EPCA ’22: Europe highest cost chemicals producing region, shutdowns encourage imports – ICIS

Nigel Davis

04-Oct-2022

BERLIN (ICIS)–Europe is now the highest cost region for producing many chemicals, an ICIS senior analyst said on Monday, as energy costs in the region have skyrocketed.

High costs are helping drive operating rates down and making imports more attractive, added James Wilson at a seminar held before the official opening of this year’s European Petrochemical Association (EPCA) annual meeting.

Europe’s steam crackers have moved from around the middle of the global ethylene cost curve, which tracks the variable cost of production of ethylene, plant by plant, worldwide, to the far right, highest cost end, Wilson showed.

Plants producing more natural gas-intensive chemicals are affected even more by Europe’s energy crisis.

Gas prices may have doubled in certain parts of the world but, in Europe, they have risen much higher because of supply restrictions due to Russia’s war in Ukraine, and deep market uncertainty, according to ICIS European spot gas markets editor Alice Casagni.

The future is uncertain with year ahead gas prices remaining high.

Producing chemicals such as methanol, ammonia, and isocyanates is clearly impacted by high natural gas costs but, for chemicals production units in general, including Europe’s steam crackers, operations are under pressure from the higher cost of feedstocks, electricity, and of raising steam.

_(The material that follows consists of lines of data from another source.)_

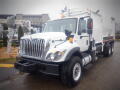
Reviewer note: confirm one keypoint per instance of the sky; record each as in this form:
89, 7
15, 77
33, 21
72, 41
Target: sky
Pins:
108, 8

Europe has the most expensive cost base now for producing polyvinyl chloride (PVC), styrene, monoethylene glycol (MEG), and methanol, for example, said Wilson.

Click on image to enlarge
Green bars are individual plants in Europe. Highest costs are to the right, lowest to the left

 


The chemical industry is further exposed by expected gas rationing by European nations in the coming winter, which could impact chemicals production, alongside production in other industrial sectors.

Producers have the option to reduce operating rates but the technical minimum is around 60%, Wilson said, and that would not result in a linear reduction in energy requirements.

“While there are some ways for producers to reduce their natural gas usage, the impact of these steps is expected to be limited,” he added.

“Reductions in run rates of other industrial sectors will impact on chemicals demand,” said Wilson.

“Weakening global demand, combined with recent capacity investments, primarily in the US and Asia, may mean that European producers will face competition from imported material.”

The EPCA annual meeting runs on 4-6 October in Berlin.